Current primary store: ClickHouse Cloud Production tier (validated 100K full-pipeline end-to-end in 2h 58m — see status-summary.md).

Question

Could Redis be faster than ClickHouse for the Outcome Context table, on either the read side or the write side?

OC workload shape

Numbers from the validated 100K run:

  • Rows per season: 244,800 (288 games × ~850 outcomes per game)
  • Row shape: Array(Float64) of length worldCount — at 100K that's 800 KB per row
  • Total size at 100K: ~196 GB uncompressed, ~28 GB compressed (7.3× on ClickHouse with Delta+ZSTD)
  • Reads:
  • Basket (1–30 outcomes of a single game) — the common case for a user's prediction. Measured 8–20 ms on ClickHouse at 10K scale.
  • Full-context (all ~850 outcomes for a game) — rare; ~200 ms at 1K scale.
  • Writes:
  • Staging + merge pattern from the streaming orchestrator. 100K OC write = 328 s staging bulk-copies + 137 s server-side merge on Cloud.
  • Read latency target (spec): 1 s at 100K. Both candidates crush this, so "faster" isn't the primary decision driver.

Read-side comparison

ClickHouse Redis
Point-read latency ~10 ms (measured) ~1 ms (estimated, point-lookup on key)
Basket of 30 outcomes ~10–20 ms ~3–5 ms (pipelined GET)
Full-context (850 outcomes) ~200 ms at 1K, projected ~3–15 s at 100K ~100 ms (pipelined MGET + wire)
Range/analytical queries full SQL not supported (pure KV)
Cold-data access seamless (just reads from disk) evict-from-RAM or N/A

Raw latency: Redis wins by ~5–10× on point-lookups. But both are well under the 1-second spec target, so latency alone doesn't justify the change.

Write-side comparison

The write side has three components: network transfer, server-side persistence, and the shape transpose from sim output (world-by-world) to storage output (game-by-game).

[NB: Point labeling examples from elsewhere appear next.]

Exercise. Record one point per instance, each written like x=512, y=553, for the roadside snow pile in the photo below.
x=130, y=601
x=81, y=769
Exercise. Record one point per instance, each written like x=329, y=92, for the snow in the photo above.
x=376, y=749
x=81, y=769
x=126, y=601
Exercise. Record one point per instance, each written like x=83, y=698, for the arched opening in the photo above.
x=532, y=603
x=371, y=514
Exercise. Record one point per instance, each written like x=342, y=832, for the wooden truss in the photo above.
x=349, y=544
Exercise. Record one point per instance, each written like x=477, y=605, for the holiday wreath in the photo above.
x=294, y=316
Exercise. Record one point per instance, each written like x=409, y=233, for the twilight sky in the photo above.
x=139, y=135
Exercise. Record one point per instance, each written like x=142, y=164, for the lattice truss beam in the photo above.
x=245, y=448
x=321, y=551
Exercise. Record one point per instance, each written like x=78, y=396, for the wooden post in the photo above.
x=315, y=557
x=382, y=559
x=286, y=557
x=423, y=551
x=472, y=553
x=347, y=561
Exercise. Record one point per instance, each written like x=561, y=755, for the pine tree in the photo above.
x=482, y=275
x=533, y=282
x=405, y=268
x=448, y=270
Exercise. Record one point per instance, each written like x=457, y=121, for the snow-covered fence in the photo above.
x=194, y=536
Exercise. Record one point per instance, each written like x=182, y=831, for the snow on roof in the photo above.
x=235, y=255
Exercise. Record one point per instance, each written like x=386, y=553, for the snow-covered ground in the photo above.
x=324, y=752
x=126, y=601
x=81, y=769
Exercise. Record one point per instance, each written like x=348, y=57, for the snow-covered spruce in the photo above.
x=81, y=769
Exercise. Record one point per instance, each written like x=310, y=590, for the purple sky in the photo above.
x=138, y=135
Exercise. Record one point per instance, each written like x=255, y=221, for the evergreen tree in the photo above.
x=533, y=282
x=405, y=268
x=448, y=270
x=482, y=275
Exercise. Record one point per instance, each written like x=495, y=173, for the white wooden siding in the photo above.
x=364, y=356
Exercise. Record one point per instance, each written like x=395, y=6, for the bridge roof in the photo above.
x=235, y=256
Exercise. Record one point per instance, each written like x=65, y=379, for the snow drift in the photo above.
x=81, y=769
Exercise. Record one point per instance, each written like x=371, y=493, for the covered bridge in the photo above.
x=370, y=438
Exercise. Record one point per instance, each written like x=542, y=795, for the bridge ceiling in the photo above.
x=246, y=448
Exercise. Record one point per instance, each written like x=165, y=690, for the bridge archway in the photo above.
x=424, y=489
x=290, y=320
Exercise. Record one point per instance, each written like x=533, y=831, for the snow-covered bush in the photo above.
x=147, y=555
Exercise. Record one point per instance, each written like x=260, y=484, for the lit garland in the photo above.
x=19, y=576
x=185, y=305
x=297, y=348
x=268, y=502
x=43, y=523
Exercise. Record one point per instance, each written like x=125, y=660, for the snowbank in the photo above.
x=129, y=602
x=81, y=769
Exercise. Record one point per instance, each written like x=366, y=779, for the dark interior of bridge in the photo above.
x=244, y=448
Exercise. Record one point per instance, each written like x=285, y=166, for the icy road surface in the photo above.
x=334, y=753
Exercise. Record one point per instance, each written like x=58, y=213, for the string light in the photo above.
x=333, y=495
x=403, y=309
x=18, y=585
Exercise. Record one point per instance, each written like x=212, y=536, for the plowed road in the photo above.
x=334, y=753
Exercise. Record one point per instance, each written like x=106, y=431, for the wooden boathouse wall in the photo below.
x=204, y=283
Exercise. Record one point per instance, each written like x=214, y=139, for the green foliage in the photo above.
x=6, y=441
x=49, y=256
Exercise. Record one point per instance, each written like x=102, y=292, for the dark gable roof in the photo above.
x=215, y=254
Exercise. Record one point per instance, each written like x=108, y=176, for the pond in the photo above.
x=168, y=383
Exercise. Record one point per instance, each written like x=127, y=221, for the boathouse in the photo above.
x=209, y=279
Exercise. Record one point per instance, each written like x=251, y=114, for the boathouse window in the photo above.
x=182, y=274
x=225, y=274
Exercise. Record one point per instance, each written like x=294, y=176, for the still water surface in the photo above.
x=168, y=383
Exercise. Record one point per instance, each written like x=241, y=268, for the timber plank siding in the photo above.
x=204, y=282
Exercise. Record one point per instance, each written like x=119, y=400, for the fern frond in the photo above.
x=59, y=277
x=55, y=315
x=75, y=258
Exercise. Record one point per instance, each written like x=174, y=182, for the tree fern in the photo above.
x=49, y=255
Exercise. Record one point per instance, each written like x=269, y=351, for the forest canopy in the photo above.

Network + server persistence

ClickHouse Redis
Compression on write ~7× (Delta+ZSTD on Float64) none by default (can be added client-side)
Wire data at 100K ~28 GB ~196 GB
Wire time at 10 Gbps intra-region ~22 s ~157 s
Server-side cost MergeTree part creation + compression RAM write, near-instant
Measured 100K OC write (client + server) 328 s not measured

Even if Redis's server-side cost is effectively zero, the wire-bandwidth disadvantage from no compression is ~7× larger transfer than CH. Total write time comes out roughly similar once you account for everything; Redis doesn't obviously win on pure write throughput at this data shape.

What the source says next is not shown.